Отвечала она как-то бессистемно; слова, из которых лепились случайные фразы, были похожи на мелкую угольную крошку, которая остаётся на дне угольного ящика, после того, как весь уголь сжигают: работа, лагерь, черви, смертельный, Марголис (3) , возрождение, спазм…

  Он жутко её бесил. Она бы с удовольствием послала его ко всем чертям, но ей нужна от него одна маленькая услуга. Вот чему он так сейчас ухмыляется? Она ведь не сказала ничего остроумного.

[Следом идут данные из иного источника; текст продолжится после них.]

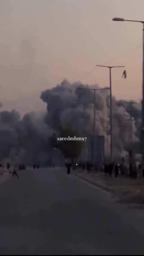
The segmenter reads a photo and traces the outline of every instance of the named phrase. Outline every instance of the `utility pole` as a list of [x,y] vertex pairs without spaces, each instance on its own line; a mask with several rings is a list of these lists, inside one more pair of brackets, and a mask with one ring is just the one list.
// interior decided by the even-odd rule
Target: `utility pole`
[[[129,151],[129,172],[130,175],[132,177],[133,172],[134,171],[134,156],[133,152],[133,129],[132,129],[132,122],[134,121],[132,119],[132,104],[136,104],[137,102],[130,101],[129,102],[125,102],[126,103],[130,104],[130,105],[129,117],[130,119],[127,121],[130,121],[130,129],[129,136],[129,142],[130,142],[130,148]],[[126,115],[127,116],[128,115]]]
[[[94,91],[94,120],[93,120],[93,136],[94,136],[95,134],[95,101],[96,101],[96,92],[97,90],[107,90],[110,89],[109,87],[104,87],[104,88],[97,88],[97,89],[92,89],[90,88],[84,88],[82,87],[79,87],[77,88],[81,90],[90,90]],[[94,170],[94,144],[93,143],[93,140],[92,141],[93,147],[93,149],[92,150],[92,158],[93,160],[93,170]]]
[[98,67],[108,68],[109,69],[109,84],[110,89],[110,129],[111,129],[111,161],[112,162],[113,160],[113,126],[112,126],[112,80],[111,80],[111,69],[113,68],[122,68],[125,66],[104,66],[102,65],[96,65]]

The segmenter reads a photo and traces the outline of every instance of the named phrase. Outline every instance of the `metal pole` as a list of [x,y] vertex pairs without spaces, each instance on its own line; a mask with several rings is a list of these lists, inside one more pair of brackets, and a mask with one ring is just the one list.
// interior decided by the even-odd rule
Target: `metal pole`
[[109,80],[110,87],[110,127],[111,127],[111,161],[113,160],[113,130],[112,118],[112,81],[111,75],[111,68],[109,68]]
[[143,31],[143,73],[142,98],[142,167],[144,169],[144,23]]
[[96,99],[96,90],[94,90],[94,135],[95,135],[95,99]]

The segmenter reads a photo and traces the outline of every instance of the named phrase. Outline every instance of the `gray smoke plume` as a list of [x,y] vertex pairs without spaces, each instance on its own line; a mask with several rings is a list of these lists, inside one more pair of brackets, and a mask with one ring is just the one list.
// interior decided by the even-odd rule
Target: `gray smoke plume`
[[[79,89],[79,87],[85,88]],[[92,134],[93,123],[94,92],[86,88],[99,88],[97,85],[89,86],[81,82],[71,84],[66,80],[59,85],[41,94],[41,98],[47,104],[46,123],[58,132],[60,127],[68,126],[87,135]],[[106,153],[109,154],[109,92],[96,91],[96,134],[105,137]],[[130,114],[133,122],[133,140],[138,152],[140,136],[141,109],[139,104],[127,104],[123,100],[112,99],[113,143],[114,156],[127,151],[130,143],[130,121],[126,115]]]
[[[41,93],[40,98],[47,104],[45,113],[31,112],[22,118],[14,110],[0,112],[0,160],[17,158],[28,164],[36,162],[48,163],[52,158],[55,149],[51,147],[49,139],[54,133],[58,134],[61,127],[70,127],[82,136],[89,138],[93,134],[94,104],[96,134],[105,136],[106,154],[109,156],[109,91],[96,91],[94,103],[93,91],[79,89],[79,87],[100,88],[96,84],[89,86],[80,82],[71,83],[65,80],[59,85]],[[126,114],[131,114],[134,119],[134,149],[137,153],[140,153],[140,105],[138,103],[131,106],[113,97],[113,152],[116,159],[129,149],[130,123],[127,121]],[[58,157],[60,157],[58,151]]]

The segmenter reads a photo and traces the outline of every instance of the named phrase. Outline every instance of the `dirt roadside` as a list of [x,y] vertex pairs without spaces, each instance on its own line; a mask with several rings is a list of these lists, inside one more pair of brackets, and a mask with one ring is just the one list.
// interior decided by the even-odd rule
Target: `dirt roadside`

Всё потому, что он молод и глуп.
– А вы знали, что Рудольф Сланский (4) в тюрьме пытался покончить с собой, разбив голову о батарею центрального отопления? – роняет она как бы, между прочим. Она ещё пытается направить этого балбеса в нужное русло. Но всё бесполезно. С таким же успехом она могла бы говорить с ним на старославянском.

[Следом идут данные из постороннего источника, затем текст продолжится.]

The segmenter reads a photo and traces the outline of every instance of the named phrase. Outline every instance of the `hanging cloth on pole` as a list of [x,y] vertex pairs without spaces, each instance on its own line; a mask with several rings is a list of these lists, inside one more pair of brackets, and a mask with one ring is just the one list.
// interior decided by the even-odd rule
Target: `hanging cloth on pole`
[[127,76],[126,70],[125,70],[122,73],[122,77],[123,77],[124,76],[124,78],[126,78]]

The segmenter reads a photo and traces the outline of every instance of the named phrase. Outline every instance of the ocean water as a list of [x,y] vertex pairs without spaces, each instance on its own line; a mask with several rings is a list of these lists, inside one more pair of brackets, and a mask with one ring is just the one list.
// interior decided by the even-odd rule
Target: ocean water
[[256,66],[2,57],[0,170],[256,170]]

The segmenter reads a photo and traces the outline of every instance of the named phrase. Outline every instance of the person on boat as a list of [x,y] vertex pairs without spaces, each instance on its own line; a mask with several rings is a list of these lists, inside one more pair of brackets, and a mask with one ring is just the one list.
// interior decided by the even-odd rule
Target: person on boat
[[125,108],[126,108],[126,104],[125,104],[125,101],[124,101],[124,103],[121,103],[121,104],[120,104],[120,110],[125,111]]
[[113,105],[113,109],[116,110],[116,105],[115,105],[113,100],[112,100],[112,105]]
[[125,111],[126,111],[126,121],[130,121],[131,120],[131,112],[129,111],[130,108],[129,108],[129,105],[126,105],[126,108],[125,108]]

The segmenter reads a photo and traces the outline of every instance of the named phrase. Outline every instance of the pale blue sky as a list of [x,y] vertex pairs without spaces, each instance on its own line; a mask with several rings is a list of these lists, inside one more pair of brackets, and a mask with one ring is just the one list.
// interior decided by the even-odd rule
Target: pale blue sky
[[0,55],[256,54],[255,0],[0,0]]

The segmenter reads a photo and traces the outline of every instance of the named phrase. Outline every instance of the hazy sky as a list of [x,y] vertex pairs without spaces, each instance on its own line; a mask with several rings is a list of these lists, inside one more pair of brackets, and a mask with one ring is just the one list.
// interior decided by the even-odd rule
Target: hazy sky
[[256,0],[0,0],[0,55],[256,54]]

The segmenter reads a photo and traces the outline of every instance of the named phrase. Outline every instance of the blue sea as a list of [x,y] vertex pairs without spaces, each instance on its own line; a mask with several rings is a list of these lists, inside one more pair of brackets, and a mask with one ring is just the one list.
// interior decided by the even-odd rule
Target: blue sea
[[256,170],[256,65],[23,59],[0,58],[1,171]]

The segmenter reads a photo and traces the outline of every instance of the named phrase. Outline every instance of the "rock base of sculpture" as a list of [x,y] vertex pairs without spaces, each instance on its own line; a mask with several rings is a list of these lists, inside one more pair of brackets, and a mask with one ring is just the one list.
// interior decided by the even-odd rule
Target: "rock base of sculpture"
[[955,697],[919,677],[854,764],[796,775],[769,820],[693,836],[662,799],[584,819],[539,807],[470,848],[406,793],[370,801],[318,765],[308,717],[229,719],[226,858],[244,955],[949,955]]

  В столовую вкатили позвякивающую тележку с полдником. Все присутствующие замерли, как стая волков, почуявших добычу.
– Вы думаете, что я тщеславна, – решительно говорит она и, перегнувшись через тарелку с ломтиком хлеба и кучкой розовой субстанции, она что-то шепчет ему прямо в лицо. И этот болван наконец-таки понимает, или догадывается, что от него хотят. При расставании он наклоняется и целует её ревматическую руку. А она великодушно кивает ему и в нависшей гробовой тишине произносит:
– Пришлите мне материал на вычитку, голубчик.

  (1) Молодёжное славянское физкультурное движение, основанное в Праге в 1862 году М. Тыршем. (прим. пер.)

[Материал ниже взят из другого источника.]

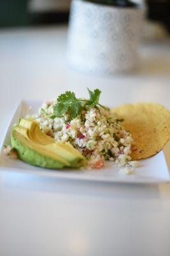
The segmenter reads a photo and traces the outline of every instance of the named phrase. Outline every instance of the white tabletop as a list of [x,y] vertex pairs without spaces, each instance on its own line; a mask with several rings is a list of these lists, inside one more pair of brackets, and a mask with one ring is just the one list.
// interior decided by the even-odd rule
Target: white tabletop
[[[143,44],[138,71],[94,77],[67,67],[65,28],[0,33],[0,141],[16,102],[100,88],[102,103],[170,109],[170,41]],[[165,150],[170,168],[170,145]],[[161,170],[160,170],[161,171]],[[169,256],[170,184],[63,181],[0,173],[1,256]]]

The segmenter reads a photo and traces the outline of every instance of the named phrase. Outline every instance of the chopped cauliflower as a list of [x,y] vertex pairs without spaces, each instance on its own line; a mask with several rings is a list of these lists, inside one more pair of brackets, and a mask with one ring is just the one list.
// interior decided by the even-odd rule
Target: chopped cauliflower
[[105,160],[121,166],[137,166],[130,156],[134,145],[131,134],[110,110],[92,108],[69,120],[67,114],[60,118],[53,116],[55,103],[44,103],[36,117],[44,132],[57,141],[70,142],[92,168],[102,168]]

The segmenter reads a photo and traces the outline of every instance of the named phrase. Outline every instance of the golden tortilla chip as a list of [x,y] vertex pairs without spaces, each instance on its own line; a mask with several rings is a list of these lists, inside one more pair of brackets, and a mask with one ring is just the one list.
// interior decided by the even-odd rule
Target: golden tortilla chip
[[133,160],[146,159],[160,151],[170,139],[170,112],[158,104],[134,104],[113,109],[129,131],[136,148]]

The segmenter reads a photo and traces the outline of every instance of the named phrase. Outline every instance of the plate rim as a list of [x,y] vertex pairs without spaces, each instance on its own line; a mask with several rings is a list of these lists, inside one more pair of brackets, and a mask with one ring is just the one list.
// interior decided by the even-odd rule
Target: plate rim
[[[6,128],[5,129],[5,131],[4,132],[4,135],[3,136],[3,139],[1,142],[1,147],[0,147],[0,171],[8,171],[8,172],[17,172],[17,173],[25,173],[25,174],[32,174],[36,176],[41,176],[41,177],[53,177],[53,178],[56,178],[56,179],[66,179],[66,180],[81,180],[81,181],[91,181],[91,182],[107,182],[107,183],[115,183],[115,184],[162,184],[162,183],[167,183],[170,182],[170,173],[169,173],[169,170],[167,166],[167,161],[166,159],[165,154],[164,153],[163,150],[161,150],[159,154],[162,154],[162,157],[164,157],[164,160],[166,163],[166,167],[167,168],[167,170],[169,173],[169,177],[166,179],[166,178],[154,178],[154,177],[148,177],[147,179],[144,179],[143,177],[140,177],[140,179],[136,179],[136,177],[138,176],[134,175],[122,175],[121,176],[121,179],[117,178],[117,177],[114,177],[114,179],[110,179],[109,180],[108,179],[106,179],[104,177],[100,177],[100,176],[90,176],[90,175],[89,173],[86,175],[77,175],[76,173],[67,173],[67,175],[64,176],[60,170],[53,170],[50,169],[45,169],[43,168],[40,168],[38,166],[37,168],[39,168],[39,171],[38,172],[34,172],[34,170],[31,169],[24,169],[24,168],[17,168],[16,167],[12,168],[11,167],[5,167],[3,166],[1,166],[1,160],[2,159],[2,156],[3,156],[3,145],[4,143],[5,139],[6,138],[6,136],[8,135],[8,132],[9,131],[10,126],[13,124],[13,120],[15,118],[15,116],[16,115],[17,111],[19,109],[19,108],[22,108],[22,105],[24,104],[26,104],[27,105],[29,105],[30,104],[32,103],[38,103],[40,102],[41,100],[27,100],[22,99],[20,101],[17,101],[17,102],[15,104],[15,106],[14,108],[14,110],[12,111],[11,114],[11,118],[10,118],[9,122],[8,122],[8,124],[6,125]],[[45,170],[48,170],[48,172],[46,172]],[[56,172],[57,171],[57,172]],[[55,172],[55,173],[54,173]],[[129,177],[129,179],[127,179],[127,177]],[[129,179],[129,177],[131,178]]]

(2) На Бартоломейской улице в Праге находилось Главное управление Государственной Безопасности ЧССР. (прим. пер.)
(3) Имеется в виду Рудольф Марголис (1913 - 1952) – доктор права, юрист и экономист. В 1949 – 1952 гг. был заместителем министра внешней торговли Чехословакии. Член Коммунистической партии Чехословакии с 1945 года. Стал жертвой политических репрессий, проводимых коммунистическим режимом. Расстрелян 3 декабря 1952 года. (прим. пер.)
(4) Рудольф Сланский (1901 – 1952) – видный государственный и партийный деятель Чехословакии. Член Коммунистической партии Чехословакии с 1921 г. Генеральный секретарь ЦК КПЧ. Одни из организаторов политического террора в конце 40-х – начале 50-х гг. Арестован по обвинению в антиправительственном заговоре. Расстрелян 3 декабря 1952 года. (прим. пер.)

  Об авторе: Бьянка Беллова родилась в 1970 году в Праге. Окончила Высшую школу экономики. Занимается литературным творчеством и переводами с английского языка. В 2009 году издала свою первую книгу «Сентиментальный роман», через два года – новеллу «Мёртвый мужчина». Её тексты изобилуют парадоксами, смешением серьёзных проблем и банальностей, будоражат своей неоднозначностью и откровенно провоцирующей сексуальностью.